The unique germfree, colostrum-deprived, immunologically “virgin” piglet model was used to evaluate the ability of lactoferrin (LF) to protect against lethal shock induced by intravenously administered endotoxin. Piglets were fed LF or bovine serum albumin (BSA) prior to challenge with intravenous Escherichia coli lipopolysaccharide (LPS), and temperature, clinical symptoms, and mortality were tracked for 48 h following LPS administration. Prefeeding with LF resulted in a significant decrease in piglet mortality compared to feeding with BSA (16.7 versus 73.7% mortality, P < 0.001). Protection against the LPS challenge by LF was also correlated with both resistance to induction of hypothermia by endotoxin and an overall increase in wellness, as quantified by a toxicity score developed for these studies. In vitro studies using a flow cytometric assay system demonstrated that LPS binding to porcine monocytes was inhibited by LF in a dose-dependent fashion, suggesting that the mechanism of LF action in vivo may be inhibition of LPS binding to monocytes/macrophages and, in turn, prevention of induction of monocyte/macrophage-derived inflammatory-toxic cytokines.

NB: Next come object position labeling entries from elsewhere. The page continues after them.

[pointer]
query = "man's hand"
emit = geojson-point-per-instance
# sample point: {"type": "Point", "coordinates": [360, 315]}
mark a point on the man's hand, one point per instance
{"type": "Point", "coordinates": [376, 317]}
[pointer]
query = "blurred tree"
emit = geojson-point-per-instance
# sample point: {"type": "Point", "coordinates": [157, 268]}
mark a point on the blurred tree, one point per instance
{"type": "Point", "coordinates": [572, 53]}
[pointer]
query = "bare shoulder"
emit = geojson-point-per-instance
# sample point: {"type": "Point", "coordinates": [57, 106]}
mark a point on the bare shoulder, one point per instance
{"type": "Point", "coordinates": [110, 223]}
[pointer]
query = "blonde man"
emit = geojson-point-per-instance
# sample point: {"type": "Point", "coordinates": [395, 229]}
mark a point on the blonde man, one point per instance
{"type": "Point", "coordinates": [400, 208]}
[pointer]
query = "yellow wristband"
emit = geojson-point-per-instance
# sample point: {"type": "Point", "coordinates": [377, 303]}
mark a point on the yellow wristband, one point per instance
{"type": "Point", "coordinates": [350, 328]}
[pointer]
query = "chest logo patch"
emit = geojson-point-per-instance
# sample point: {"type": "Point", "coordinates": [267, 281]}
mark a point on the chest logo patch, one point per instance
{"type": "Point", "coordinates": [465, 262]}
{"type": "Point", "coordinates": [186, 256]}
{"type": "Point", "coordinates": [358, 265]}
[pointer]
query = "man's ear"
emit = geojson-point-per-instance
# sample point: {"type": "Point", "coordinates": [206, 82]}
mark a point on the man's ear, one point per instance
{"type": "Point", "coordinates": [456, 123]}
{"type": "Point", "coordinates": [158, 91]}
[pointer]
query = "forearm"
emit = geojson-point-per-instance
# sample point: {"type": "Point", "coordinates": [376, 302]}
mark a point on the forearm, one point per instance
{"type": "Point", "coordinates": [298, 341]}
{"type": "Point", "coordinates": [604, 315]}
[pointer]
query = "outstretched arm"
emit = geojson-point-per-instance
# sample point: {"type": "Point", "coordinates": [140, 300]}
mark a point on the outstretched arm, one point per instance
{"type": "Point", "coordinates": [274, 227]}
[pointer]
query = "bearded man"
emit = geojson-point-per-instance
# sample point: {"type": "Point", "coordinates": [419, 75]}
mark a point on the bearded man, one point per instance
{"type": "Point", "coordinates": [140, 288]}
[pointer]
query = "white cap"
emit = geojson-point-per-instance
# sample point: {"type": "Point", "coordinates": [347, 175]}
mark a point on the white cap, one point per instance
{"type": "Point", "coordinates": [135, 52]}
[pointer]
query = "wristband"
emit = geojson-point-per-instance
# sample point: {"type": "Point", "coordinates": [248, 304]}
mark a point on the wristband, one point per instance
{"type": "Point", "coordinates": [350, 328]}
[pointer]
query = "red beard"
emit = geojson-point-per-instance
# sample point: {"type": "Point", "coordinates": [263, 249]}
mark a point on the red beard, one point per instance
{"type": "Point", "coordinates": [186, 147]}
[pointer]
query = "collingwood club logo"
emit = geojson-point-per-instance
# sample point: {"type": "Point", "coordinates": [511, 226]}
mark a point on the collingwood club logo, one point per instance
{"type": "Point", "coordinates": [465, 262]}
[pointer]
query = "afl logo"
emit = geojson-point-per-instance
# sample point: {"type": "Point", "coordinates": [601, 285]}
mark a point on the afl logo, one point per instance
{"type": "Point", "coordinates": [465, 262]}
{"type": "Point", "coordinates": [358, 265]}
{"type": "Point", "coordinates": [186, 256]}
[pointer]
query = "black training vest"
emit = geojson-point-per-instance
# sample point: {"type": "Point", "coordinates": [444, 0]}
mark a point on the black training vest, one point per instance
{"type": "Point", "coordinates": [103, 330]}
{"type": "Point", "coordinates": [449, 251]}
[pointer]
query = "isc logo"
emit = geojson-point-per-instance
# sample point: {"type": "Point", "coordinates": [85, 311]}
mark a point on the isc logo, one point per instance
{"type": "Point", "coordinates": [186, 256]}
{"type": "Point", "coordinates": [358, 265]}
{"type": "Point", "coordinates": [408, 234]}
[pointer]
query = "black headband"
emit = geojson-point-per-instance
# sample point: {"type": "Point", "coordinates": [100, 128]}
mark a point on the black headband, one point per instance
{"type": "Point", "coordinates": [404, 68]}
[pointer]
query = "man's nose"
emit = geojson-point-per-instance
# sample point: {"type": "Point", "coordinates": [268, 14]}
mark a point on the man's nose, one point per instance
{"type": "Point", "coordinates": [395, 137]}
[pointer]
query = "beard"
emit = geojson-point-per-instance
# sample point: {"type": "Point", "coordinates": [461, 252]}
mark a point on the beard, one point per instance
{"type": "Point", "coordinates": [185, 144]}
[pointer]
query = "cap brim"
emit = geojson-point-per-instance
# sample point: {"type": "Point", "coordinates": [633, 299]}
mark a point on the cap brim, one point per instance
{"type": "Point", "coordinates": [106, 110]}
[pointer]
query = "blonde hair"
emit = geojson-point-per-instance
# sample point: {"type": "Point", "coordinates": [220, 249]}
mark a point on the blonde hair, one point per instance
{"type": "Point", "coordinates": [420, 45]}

本研究采用独特的无菌、无初乳且免疫未致敏仔猪模型，评估乳铁蛋白（lactoferrin, LF）对抗静脉注射内毒素诱导致死性休克的能力。仔猪在接受大肠杆菌脂多糖（LPS）攻毒前，分别饲喂LF或牛血清白蛋白（BSA），并在LPS给药后48小时内持续监测体温、临床症状与死亡率。与饲喂牛血清白蛋白组相比，预饲喂乳铁蛋白可显著降低仔猪死亡率（两组死亡率分别为16.7%与73.7%，P < 0.001）。乳铁蛋白对LPS攻毒的保护作用，还与抵抗内毒素诱导的低体温症以及整体健康状态改善显著相关，该健康状态通过本研究开发的毒性评分进行量化。体外流式细胞术检测实验表明，LF可通过剂量依赖性方式抑制LPS与猪单核细胞的结合，提示LF在体内的作用机制可能为阻断LPS与单核细胞/巨噬细胞的结合，进而防止单核细胞/巨噬细胞源性炎性毒性细胞因子的诱导产生。